Rubio also serves as Trump’s National Security Advisor. On June 17, the press reported that an interagency working group charged with developing strategies for pushing the Kremlin to accelerate negotiations with Kyiv had been disbanded. The reason: Trump’s disinterest in pressuring Moscow.
Secretary of Defense Pete Hegseth’s hearing on Capitol Hill on June 13 did little to suggest a robust American position regarding Russia. Hegseth declined to say that he supported Ukraine in its fight against Russia and then had a perplexing exchange with Congressman Salud Carbajal. Carbajal asked whether Hegseth would recommend the United States fulfill its commitment under Article 5 of the NATO Treaty to defend a NATO ally invaded by Russia:
Hegseth: “Well, Russia has not invaded NATO allies …”
Carbajal: “No, no, no, no, no, no, no ... I reclaim my time. Yes or no, it’s that simple.”
Hegseth: “There’s Article Five in NATO, which we recognize.”
Carbajal: “So is the answer yes or no?”
Hegseth: “That’s what Article Five is, yes.”

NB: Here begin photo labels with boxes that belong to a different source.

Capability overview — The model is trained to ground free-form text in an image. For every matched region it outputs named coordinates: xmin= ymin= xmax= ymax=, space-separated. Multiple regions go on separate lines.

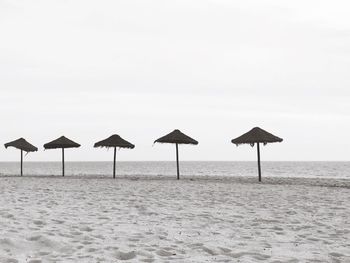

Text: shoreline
xmin=0 ymin=174 xmax=350 ymax=189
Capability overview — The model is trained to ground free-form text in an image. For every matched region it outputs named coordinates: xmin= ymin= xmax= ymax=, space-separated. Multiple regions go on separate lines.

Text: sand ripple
xmin=0 ymin=177 xmax=350 ymax=263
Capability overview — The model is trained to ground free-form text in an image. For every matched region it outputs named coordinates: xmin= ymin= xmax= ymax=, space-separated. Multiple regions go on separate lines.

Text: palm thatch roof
xmin=5 ymin=138 xmax=38 ymax=152
xmin=154 ymin=130 xmax=198 ymax=145
xmin=231 ymin=127 xmax=283 ymax=146
xmin=44 ymin=136 xmax=80 ymax=149
xmin=94 ymin=134 xmax=135 ymax=149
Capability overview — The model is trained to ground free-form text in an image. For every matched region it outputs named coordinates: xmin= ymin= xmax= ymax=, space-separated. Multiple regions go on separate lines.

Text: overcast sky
xmin=0 ymin=0 xmax=350 ymax=161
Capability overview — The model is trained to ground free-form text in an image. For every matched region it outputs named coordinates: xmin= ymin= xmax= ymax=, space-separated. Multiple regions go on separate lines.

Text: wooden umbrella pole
xmin=257 ymin=143 xmax=261 ymax=182
xmin=176 ymin=144 xmax=180 ymax=180
xmin=21 ymin=150 xmax=23 ymax=176
xmin=62 ymin=148 xmax=64 ymax=177
xmin=113 ymin=147 xmax=117 ymax=179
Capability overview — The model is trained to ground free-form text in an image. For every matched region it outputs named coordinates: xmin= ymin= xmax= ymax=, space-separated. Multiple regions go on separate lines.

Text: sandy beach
xmin=0 ymin=176 xmax=350 ymax=263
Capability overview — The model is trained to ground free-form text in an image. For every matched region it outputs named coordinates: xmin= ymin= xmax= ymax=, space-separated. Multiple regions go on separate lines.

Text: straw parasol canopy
xmin=231 ymin=127 xmax=283 ymax=182
xmin=44 ymin=136 xmax=80 ymax=176
xmin=94 ymin=134 xmax=135 ymax=179
xmin=154 ymin=130 xmax=198 ymax=180
xmin=5 ymin=138 xmax=38 ymax=176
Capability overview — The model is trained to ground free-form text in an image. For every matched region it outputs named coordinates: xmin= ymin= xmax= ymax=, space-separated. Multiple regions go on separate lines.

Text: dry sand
xmin=0 ymin=177 xmax=350 ymax=263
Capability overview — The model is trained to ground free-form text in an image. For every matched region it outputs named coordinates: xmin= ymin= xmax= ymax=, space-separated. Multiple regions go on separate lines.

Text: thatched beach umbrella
xmin=94 ymin=134 xmax=135 ymax=179
xmin=44 ymin=136 xmax=80 ymax=176
xmin=231 ymin=127 xmax=283 ymax=182
xmin=5 ymin=138 xmax=38 ymax=176
xmin=154 ymin=130 xmax=198 ymax=180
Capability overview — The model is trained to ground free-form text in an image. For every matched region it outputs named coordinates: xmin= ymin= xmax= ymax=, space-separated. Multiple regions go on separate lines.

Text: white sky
xmin=0 ymin=0 xmax=350 ymax=161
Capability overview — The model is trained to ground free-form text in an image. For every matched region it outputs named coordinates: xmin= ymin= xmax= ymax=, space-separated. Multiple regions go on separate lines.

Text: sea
xmin=0 ymin=161 xmax=350 ymax=179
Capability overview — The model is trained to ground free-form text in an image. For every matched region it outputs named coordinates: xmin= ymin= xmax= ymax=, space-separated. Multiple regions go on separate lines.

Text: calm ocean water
xmin=0 ymin=162 xmax=350 ymax=179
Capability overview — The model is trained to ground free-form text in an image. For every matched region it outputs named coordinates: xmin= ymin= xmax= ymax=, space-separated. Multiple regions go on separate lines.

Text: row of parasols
xmin=5 ymin=127 xmax=283 ymax=182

Hegseth finally got the answer right—on his third try. His first answer should have been an unequivocal “yes.” Washington should want the Kremlin to believe that U.S. military power would respond were Russia to attack a NATO ally. That is key to deterring Moscow from ever conducting such an assault in the first place.
Putin may already harbor doubts regarding Trump’s commitment; recall Trump’s February 11, 2024 statement that the Russians could do “whatever the hell they want” to allies who fell short on meeting NATO’s defense spending targets. Hegseth’s reluctance to say “yes” from the start will only fuel Kremlin doubts, and that undermines deterrence.
All-in-all, not a good week for the administration’s approach toward Russia. Putin and other Kremlin officials certainly took note. They see weakness, which they will attempt to exploit against both America and America’s partners.